И начала лихорадочно вспоминать, что Ромка любит больше всего.
«Да вроде бы ему со мной все нравится… - растерянно заключила она. – Особых пожеланий не припомню».
И решила спросить прямо.
- Скажи, как бы тебе хотелось прямо сейчас? – промурлыкала на ухо. – Только честно-пречестно!
Ромка вытащил у нее из волос еще одно перышко и застенчиво улыбнулся:
- Ну, если прям честно… быстро-быстро расслабиться два раза подряд, лучше – три! И поспать…
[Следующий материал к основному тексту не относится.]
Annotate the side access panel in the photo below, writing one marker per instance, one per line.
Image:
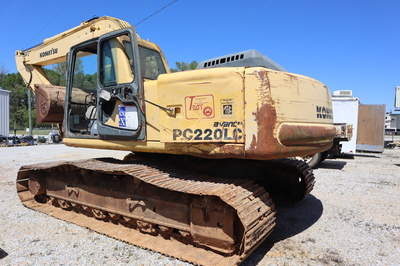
(208, 106)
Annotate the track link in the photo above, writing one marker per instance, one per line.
(193, 217)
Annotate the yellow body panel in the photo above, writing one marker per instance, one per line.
(253, 113)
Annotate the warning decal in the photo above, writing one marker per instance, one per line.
(201, 106)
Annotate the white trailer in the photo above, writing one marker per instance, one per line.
(345, 110)
(360, 127)
(368, 122)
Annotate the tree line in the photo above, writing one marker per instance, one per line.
(13, 82)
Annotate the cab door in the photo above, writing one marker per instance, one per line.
(120, 113)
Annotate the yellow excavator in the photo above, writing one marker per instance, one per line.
(209, 147)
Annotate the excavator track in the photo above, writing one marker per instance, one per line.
(193, 217)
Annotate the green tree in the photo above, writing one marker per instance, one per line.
(182, 66)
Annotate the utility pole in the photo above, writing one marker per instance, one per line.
(29, 111)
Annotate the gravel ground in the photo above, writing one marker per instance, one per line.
(350, 218)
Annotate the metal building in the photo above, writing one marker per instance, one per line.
(4, 112)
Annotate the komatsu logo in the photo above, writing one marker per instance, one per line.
(324, 112)
(49, 52)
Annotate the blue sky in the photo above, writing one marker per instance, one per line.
(346, 44)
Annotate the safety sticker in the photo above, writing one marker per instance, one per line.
(200, 106)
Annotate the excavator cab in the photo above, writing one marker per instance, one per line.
(107, 107)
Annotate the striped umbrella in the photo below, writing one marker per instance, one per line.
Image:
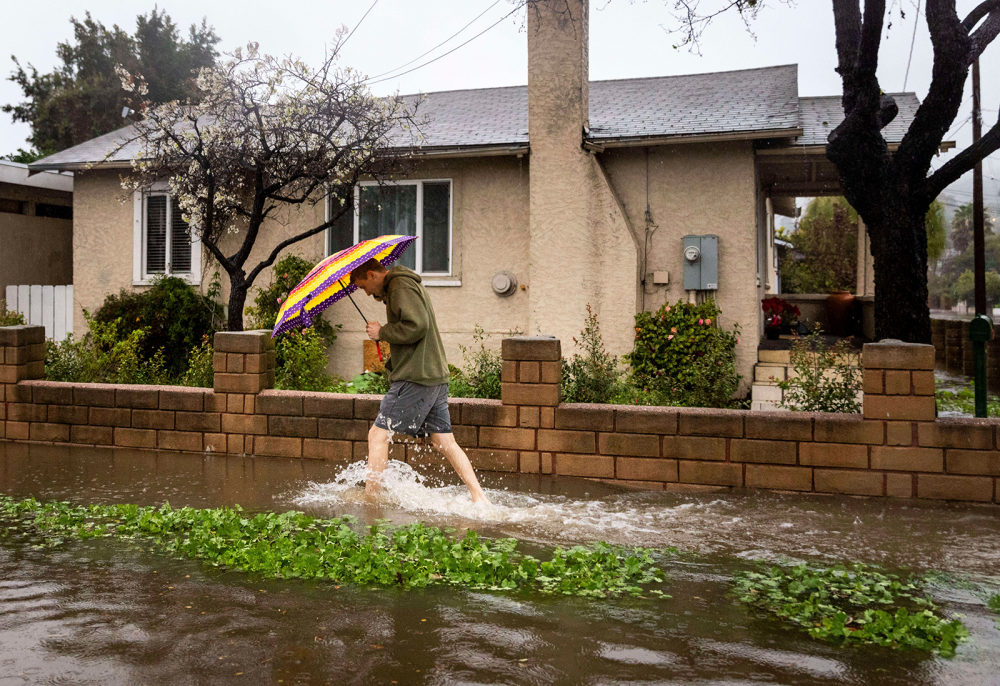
(329, 281)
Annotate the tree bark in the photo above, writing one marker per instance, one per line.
(237, 300)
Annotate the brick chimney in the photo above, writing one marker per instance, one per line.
(582, 251)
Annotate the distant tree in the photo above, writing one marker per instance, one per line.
(961, 227)
(267, 134)
(964, 288)
(82, 97)
(825, 247)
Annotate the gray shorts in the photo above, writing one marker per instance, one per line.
(415, 410)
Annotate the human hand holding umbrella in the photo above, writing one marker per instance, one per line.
(329, 281)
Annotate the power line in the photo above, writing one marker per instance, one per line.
(916, 22)
(421, 66)
(447, 40)
(358, 24)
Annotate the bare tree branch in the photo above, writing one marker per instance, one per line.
(955, 168)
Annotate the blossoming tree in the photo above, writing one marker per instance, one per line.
(268, 135)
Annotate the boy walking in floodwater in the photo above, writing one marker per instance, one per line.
(417, 401)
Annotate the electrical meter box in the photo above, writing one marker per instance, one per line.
(701, 263)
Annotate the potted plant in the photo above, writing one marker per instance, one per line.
(779, 316)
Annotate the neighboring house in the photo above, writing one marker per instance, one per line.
(577, 189)
(36, 227)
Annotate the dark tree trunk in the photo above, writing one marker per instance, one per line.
(899, 250)
(237, 299)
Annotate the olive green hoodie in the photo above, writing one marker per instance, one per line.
(417, 353)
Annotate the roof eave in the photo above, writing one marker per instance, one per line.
(673, 139)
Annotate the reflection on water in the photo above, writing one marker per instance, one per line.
(107, 612)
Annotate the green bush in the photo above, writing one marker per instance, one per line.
(682, 357)
(10, 317)
(173, 315)
(287, 274)
(200, 371)
(301, 362)
(827, 378)
(594, 376)
(105, 355)
(483, 366)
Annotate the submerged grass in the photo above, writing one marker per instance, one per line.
(852, 604)
(294, 545)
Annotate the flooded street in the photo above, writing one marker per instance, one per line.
(106, 611)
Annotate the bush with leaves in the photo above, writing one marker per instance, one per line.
(10, 317)
(483, 367)
(105, 355)
(301, 362)
(682, 357)
(174, 316)
(828, 378)
(200, 371)
(594, 376)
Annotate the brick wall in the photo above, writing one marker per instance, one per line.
(895, 448)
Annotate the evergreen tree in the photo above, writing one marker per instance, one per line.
(82, 97)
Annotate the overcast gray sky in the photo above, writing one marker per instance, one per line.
(627, 39)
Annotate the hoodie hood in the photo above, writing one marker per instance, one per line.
(401, 272)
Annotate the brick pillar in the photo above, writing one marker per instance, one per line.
(244, 366)
(531, 380)
(243, 362)
(899, 385)
(22, 353)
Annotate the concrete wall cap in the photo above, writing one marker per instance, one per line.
(22, 334)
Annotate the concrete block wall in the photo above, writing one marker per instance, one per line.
(896, 448)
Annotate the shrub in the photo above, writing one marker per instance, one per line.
(594, 376)
(105, 355)
(288, 273)
(827, 378)
(173, 315)
(301, 362)
(482, 367)
(200, 371)
(681, 356)
(10, 317)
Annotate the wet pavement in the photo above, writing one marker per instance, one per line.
(114, 612)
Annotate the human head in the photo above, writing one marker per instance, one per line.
(369, 277)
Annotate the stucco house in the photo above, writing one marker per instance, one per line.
(576, 192)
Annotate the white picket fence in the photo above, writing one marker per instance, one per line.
(50, 306)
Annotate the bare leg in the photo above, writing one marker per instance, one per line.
(378, 459)
(460, 462)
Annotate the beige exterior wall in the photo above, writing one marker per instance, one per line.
(489, 234)
(698, 189)
(581, 249)
(35, 250)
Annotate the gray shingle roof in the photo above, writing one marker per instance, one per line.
(744, 101)
(821, 115)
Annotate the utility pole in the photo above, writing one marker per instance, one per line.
(981, 328)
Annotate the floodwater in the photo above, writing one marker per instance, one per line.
(110, 612)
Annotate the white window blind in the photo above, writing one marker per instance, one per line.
(412, 208)
(164, 243)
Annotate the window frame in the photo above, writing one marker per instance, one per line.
(140, 277)
(419, 243)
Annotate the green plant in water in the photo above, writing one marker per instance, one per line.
(828, 378)
(294, 545)
(851, 604)
(964, 400)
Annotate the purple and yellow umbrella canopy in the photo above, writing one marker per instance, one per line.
(328, 282)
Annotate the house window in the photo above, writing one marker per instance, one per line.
(163, 241)
(412, 208)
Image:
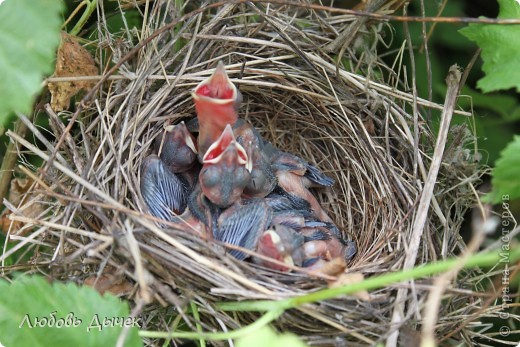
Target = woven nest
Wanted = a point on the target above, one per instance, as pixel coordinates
(92, 224)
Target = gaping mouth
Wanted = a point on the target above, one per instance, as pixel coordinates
(215, 152)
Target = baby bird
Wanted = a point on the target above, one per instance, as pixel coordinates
(216, 102)
(224, 174)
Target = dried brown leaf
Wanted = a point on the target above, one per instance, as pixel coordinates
(73, 60)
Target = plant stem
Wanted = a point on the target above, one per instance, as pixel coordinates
(91, 6)
(479, 259)
(192, 335)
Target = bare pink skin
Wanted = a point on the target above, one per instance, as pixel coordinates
(216, 102)
(224, 175)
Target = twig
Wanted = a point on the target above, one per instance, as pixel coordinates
(452, 80)
(9, 161)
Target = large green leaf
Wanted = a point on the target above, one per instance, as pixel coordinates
(500, 46)
(36, 313)
(29, 36)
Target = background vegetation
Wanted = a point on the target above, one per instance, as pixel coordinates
(29, 58)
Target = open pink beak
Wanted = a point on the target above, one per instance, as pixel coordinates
(224, 173)
(216, 102)
(216, 152)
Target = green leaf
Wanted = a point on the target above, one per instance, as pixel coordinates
(500, 46)
(266, 336)
(32, 299)
(29, 36)
(506, 185)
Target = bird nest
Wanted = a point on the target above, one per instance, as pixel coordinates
(88, 221)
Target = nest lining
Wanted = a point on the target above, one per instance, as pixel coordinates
(353, 128)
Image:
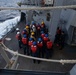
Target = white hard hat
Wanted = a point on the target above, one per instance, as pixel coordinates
(17, 28)
(18, 32)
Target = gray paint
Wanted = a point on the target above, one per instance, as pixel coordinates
(55, 19)
(73, 71)
(69, 15)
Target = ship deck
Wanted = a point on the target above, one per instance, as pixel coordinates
(69, 52)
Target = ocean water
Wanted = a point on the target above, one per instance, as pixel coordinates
(8, 14)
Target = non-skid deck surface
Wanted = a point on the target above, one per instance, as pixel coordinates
(27, 64)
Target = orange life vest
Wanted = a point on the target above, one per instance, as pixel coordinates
(33, 48)
(42, 35)
(24, 41)
(45, 39)
(30, 43)
(39, 44)
(49, 44)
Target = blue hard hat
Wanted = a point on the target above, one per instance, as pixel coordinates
(39, 39)
(38, 24)
(42, 32)
(33, 22)
(34, 43)
(28, 23)
(30, 39)
(24, 30)
(46, 35)
(25, 36)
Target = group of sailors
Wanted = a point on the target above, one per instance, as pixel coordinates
(35, 41)
(60, 38)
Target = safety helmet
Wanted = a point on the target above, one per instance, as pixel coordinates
(33, 26)
(27, 27)
(32, 33)
(25, 36)
(17, 28)
(42, 32)
(33, 22)
(46, 35)
(27, 24)
(24, 30)
(39, 39)
(18, 32)
(34, 43)
(42, 22)
(30, 39)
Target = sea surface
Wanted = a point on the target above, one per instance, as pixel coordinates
(8, 14)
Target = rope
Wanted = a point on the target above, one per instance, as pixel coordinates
(38, 8)
(30, 57)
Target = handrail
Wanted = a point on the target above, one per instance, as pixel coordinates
(42, 59)
(38, 8)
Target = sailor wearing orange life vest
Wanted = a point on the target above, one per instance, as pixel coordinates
(30, 42)
(42, 34)
(19, 38)
(25, 44)
(25, 32)
(38, 30)
(49, 50)
(45, 39)
(34, 50)
(40, 47)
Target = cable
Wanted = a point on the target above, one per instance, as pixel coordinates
(30, 57)
(38, 8)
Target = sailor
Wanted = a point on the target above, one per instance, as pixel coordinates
(27, 29)
(19, 38)
(38, 30)
(49, 50)
(33, 36)
(24, 32)
(30, 42)
(25, 44)
(34, 29)
(45, 39)
(42, 34)
(34, 50)
(17, 30)
(40, 47)
(62, 40)
(57, 36)
(43, 26)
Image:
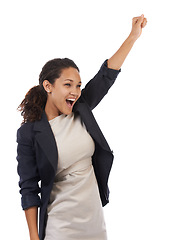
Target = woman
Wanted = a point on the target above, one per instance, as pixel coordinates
(61, 147)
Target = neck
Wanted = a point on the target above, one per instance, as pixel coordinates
(51, 111)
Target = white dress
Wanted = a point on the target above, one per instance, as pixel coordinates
(75, 209)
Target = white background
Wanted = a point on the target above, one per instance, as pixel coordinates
(143, 117)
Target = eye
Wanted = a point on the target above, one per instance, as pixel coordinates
(68, 84)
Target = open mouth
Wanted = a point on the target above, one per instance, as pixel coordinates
(70, 102)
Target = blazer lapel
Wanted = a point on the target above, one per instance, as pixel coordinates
(91, 125)
(45, 138)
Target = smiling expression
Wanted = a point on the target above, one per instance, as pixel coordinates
(63, 94)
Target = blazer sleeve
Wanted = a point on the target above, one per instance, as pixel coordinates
(99, 85)
(27, 171)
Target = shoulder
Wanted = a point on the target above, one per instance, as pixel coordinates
(25, 132)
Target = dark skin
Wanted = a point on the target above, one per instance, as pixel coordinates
(66, 90)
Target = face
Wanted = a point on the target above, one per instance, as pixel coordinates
(64, 93)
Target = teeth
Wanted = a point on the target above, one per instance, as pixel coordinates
(70, 99)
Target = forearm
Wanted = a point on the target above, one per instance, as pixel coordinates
(116, 61)
(32, 221)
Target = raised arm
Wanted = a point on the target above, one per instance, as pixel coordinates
(116, 61)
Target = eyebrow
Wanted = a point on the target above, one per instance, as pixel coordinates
(71, 80)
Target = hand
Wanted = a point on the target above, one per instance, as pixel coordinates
(137, 24)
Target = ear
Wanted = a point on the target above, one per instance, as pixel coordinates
(47, 86)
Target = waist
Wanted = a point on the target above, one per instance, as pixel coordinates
(77, 166)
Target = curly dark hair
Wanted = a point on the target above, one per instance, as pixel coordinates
(33, 104)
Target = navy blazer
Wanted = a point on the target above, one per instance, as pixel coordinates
(37, 150)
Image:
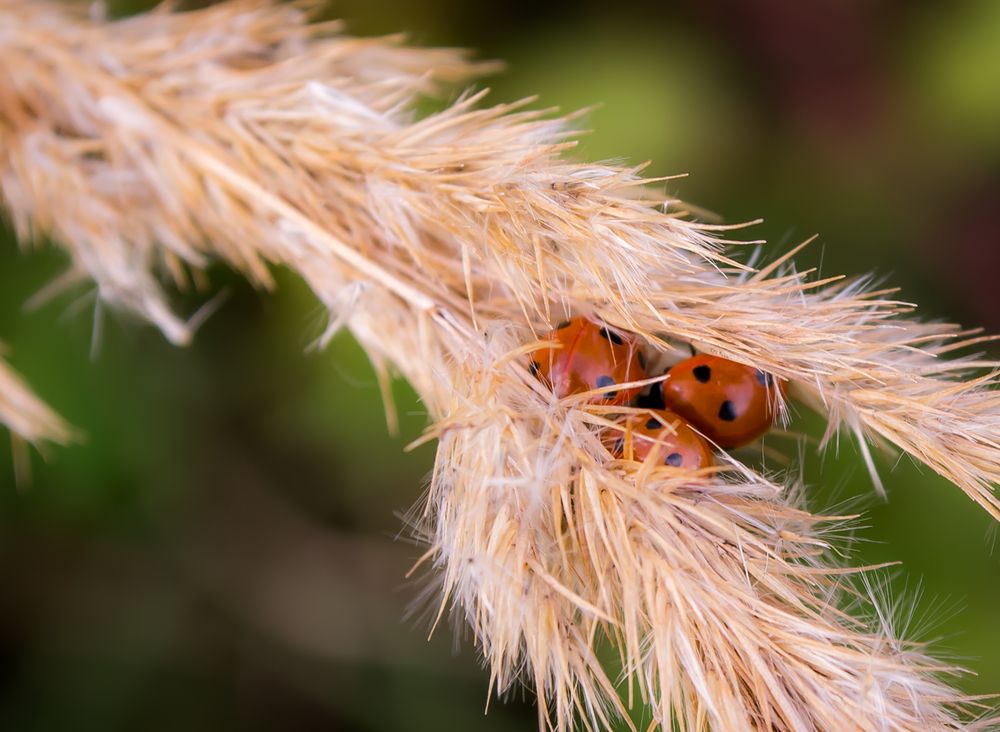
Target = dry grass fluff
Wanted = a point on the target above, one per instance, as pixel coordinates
(448, 245)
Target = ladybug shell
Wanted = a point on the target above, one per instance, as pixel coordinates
(730, 403)
(674, 440)
(589, 356)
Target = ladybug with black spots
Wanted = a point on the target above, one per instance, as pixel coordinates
(730, 403)
(674, 441)
(586, 356)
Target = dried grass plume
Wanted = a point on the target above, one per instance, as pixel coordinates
(151, 146)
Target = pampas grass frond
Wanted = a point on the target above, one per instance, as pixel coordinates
(448, 245)
(25, 415)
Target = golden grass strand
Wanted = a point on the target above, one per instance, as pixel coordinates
(25, 415)
(152, 146)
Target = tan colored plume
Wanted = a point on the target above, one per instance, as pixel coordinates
(151, 146)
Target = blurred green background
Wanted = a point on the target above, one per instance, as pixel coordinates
(220, 553)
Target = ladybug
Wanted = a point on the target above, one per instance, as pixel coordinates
(590, 356)
(730, 403)
(677, 443)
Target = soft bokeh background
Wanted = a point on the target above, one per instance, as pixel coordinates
(220, 553)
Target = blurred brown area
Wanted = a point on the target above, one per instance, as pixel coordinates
(222, 553)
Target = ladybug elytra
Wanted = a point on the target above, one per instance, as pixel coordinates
(590, 356)
(730, 403)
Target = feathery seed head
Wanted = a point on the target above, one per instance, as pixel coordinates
(449, 245)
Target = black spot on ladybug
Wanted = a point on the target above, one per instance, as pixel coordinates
(612, 336)
(702, 373)
(652, 400)
(603, 381)
(727, 412)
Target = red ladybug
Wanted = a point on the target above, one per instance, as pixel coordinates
(730, 403)
(676, 442)
(590, 356)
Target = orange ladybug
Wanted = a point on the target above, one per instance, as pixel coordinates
(730, 403)
(659, 429)
(590, 356)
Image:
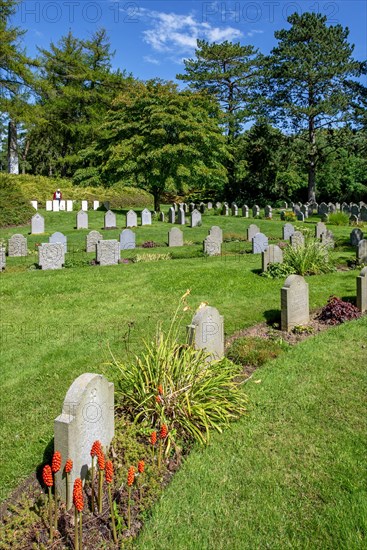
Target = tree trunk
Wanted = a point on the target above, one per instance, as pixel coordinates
(13, 163)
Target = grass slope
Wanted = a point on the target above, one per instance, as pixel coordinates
(291, 474)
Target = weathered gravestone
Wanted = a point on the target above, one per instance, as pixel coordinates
(175, 237)
(127, 239)
(131, 219)
(288, 231)
(211, 246)
(51, 256)
(207, 331)
(195, 218)
(91, 240)
(356, 235)
(272, 255)
(251, 231)
(362, 252)
(259, 243)
(82, 220)
(294, 303)
(109, 220)
(17, 245)
(146, 217)
(108, 252)
(362, 290)
(37, 224)
(59, 238)
(87, 416)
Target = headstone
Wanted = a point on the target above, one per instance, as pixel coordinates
(211, 246)
(17, 245)
(171, 215)
(82, 220)
(362, 252)
(259, 243)
(272, 255)
(362, 290)
(131, 219)
(59, 238)
(216, 233)
(356, 235)
(37, 224)
(294, 303)
(108, 252)
(127, 239)
(195, 218)
(245, 211)
(320, 228)
(92, 239)
(251, 231)
(109, 220)
(51, 256)
(175, 237)
(288, 231)
(87, 416)
(146, 217)
(207, 331)
(297, 239)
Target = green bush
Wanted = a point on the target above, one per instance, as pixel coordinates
(194, 395)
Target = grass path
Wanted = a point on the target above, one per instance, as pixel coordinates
(291, 474)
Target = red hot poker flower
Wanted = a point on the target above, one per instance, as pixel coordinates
(109, 471)
(56, 462)
(47, 476)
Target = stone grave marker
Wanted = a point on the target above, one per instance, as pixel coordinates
(17, 245)
(259, 243)
(92, 239)
(82, 220)
(127, 239)
(37, 224)
(175, 237)
(51, 256)
(108, 252)
(87, 416)
(362, 290)
(272, 255)
(207, 331)
(294, 303)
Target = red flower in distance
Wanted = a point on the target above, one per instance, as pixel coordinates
(47, 476)
(109, 471)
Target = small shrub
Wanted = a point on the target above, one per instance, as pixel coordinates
(337, 311)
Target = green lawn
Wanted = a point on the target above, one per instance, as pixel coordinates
(291, 473)
(57, 324)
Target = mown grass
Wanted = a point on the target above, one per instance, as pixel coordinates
(291, 473)
(57, 325)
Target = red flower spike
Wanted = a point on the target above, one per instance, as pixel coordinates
(56, 462)
(47, 476)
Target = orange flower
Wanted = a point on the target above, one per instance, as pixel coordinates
(47, 476)
(109, 471)
(78, 498)
(96, 448)
(130, 476)
(101, 461)
(153, 438)
(56, 462)
(68, 466)
(164, 432)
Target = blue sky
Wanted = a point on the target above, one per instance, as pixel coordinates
(151, 38)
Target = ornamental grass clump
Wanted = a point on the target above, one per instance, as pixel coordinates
(199, 393)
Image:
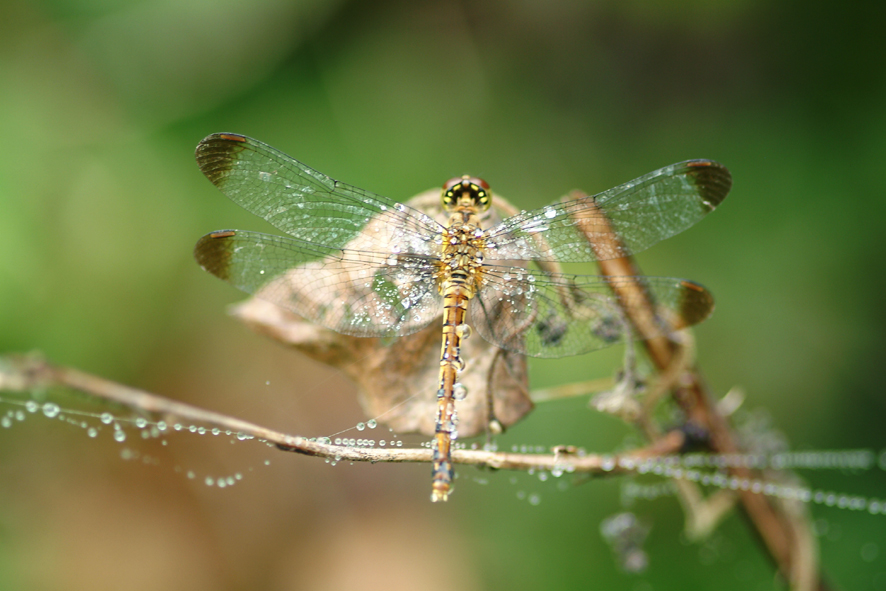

Он бросил взгляд на настенные часы:
- Хотя бы часик, пока доставка приедет. А потом можно вернуться к твоим любимым вкусняшкам. С параллельной подготовкой к Новому году. Просто тяжело столько сладкого на голодный желудок. И так долго. Может, кто-то умеет абстрагироваться… или еще хрень какая-нибудь, но у меня с тобой не выходит. От твоего брусничного запаха башню сносит, с самолета еще.
Женька широко раскрыла глаза и уставилась на Ромку. Это было как-то совсем-совсем неожиданно! Никто ей такого еще не говорил. Правда, и столько сладкого, как с Ромкой, у нее раньше не было.